Now try inspecting the predictions with confidence > 0.75

![](https://github.com/andandandand/practical-computer-vision/blob/main/images/predictions.png?raw=true)

## Confidence thresholding through aggregations

In [14]:
retinanet_quantiles = working_dataset.quantiles(
    "retinanet_predictions.detections.confidence",
    [0.25, 0.5, 0.75, 0.9],
)
print(retinanet_quantiles)

[0.36016130447387695, 0.4785417914390564, 0.7015531063079834, 0.8853926062583923]


In [30]:
high_conf_view = working_dataset.filter_labels("retinanet_predictions",
                                                F("confidence") > retinanet_quantiles[-1],
                                                only_matches=False)

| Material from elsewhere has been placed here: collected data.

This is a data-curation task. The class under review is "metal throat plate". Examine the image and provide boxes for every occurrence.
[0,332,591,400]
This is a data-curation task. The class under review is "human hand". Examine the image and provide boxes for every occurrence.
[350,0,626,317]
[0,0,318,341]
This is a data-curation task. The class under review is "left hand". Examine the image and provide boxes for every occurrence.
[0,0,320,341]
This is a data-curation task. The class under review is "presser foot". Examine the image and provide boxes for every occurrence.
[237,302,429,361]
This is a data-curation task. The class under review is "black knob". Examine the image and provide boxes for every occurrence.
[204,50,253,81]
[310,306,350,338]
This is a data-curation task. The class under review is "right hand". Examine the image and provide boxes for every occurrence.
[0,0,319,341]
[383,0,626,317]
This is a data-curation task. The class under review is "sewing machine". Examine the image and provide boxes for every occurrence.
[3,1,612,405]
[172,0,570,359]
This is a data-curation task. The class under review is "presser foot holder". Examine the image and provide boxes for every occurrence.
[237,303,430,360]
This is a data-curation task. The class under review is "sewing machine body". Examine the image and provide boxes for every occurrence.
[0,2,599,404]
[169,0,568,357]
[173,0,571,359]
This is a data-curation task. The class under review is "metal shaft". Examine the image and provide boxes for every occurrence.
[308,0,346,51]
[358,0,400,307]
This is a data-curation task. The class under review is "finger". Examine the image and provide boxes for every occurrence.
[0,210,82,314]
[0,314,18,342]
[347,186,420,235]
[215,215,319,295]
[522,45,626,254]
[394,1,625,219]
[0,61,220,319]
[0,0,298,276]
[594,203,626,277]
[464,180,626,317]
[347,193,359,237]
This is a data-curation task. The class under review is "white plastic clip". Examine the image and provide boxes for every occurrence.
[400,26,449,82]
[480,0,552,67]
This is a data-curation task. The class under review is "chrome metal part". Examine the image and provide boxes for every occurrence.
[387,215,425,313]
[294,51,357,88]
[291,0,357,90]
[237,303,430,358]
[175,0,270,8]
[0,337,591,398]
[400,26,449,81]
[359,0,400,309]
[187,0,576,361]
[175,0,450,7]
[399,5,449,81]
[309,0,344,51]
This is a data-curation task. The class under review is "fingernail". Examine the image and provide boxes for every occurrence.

Note the `only_matches=False` argument. When filtering labels, any samples that no longer contain labels would normally be removed from the view. However, this is not desired when performing evaluations since it can skew your results between views. We set `only_matches=False` so that all samples will be retained, even if some no longer contain labels.

In [31]:
# Print some information about the view
print(high_conf_view)

Dataset:     2025.06.15.17.32.55.881728
Media type:  image
Num samples: 200
Sample fields:
    id:                      fiftyone.core.fields.ObjectIdField
    filepath:                fiftyone.core.fields.StringField
    tags:                    fiftyone.core.fields.ListField(fiftyone.core.fields.StringField)
    metadata:                fiftyone.core.fields.EmbeddedDocumentField(fiftyone.core.metadata.ImageMetadata)
    created_at:              fiftyone.core.fields.DateTimeField
    last_modified_at:        fiftyone.core.fields.DateTimeField
    ground_truth:            fiftyone.core.fields.EmbeddedDocumentField(fiftyone.core.labels.Detections)
    retinanet_predictions:   fiftyone.core.fields.EmbeddedDocumentField(fiftyone.core.labels.Detections)
    faster_rcnn_predictions: fiftyone.core.fields.EmbeddedDocumentField(fiftyone.core.labels.Detections)
View stages:
    1. FilterLabels(field='retinanet_predictions', filter={'$gt': ['$$this.confidence', 0.8853926062583923]}, only_matches=

In [32]:
# Print a prediction from the view to verify that it has labels with confidence above the threshold
sample = high_conf_view.first()
sample.retinanet_predictions

<Detections: {'detections': []}>

In [None]:
# Load high confidence view in the App
session.view = high_conf_view
print(session.url)

Try inspecting patches on the view

![](https://github.com/andandandand/practical-computer-vision/blob/main/images/inspecting_patches.png?raw=true)

## Evaluate predictions


In [None]:
# Evaluate the predictions in the `faster_rcnn` field of our `high_conf_view`
# with respect to the objects in the `ground_truth` field
results = high_conf_view.evaluate_detections(
    "retinanet_predictions",
    gt_field="ground_truth",
    eval_key="eval",
    compute_mAP=True,
)

In [None]:
# Get the 10 most common classes in the dataset
counts = working_dataset.count_values("ground_truth.detections.label")
classes_top10 = sorted(counts, key=counts.get, reverse=True)[:10]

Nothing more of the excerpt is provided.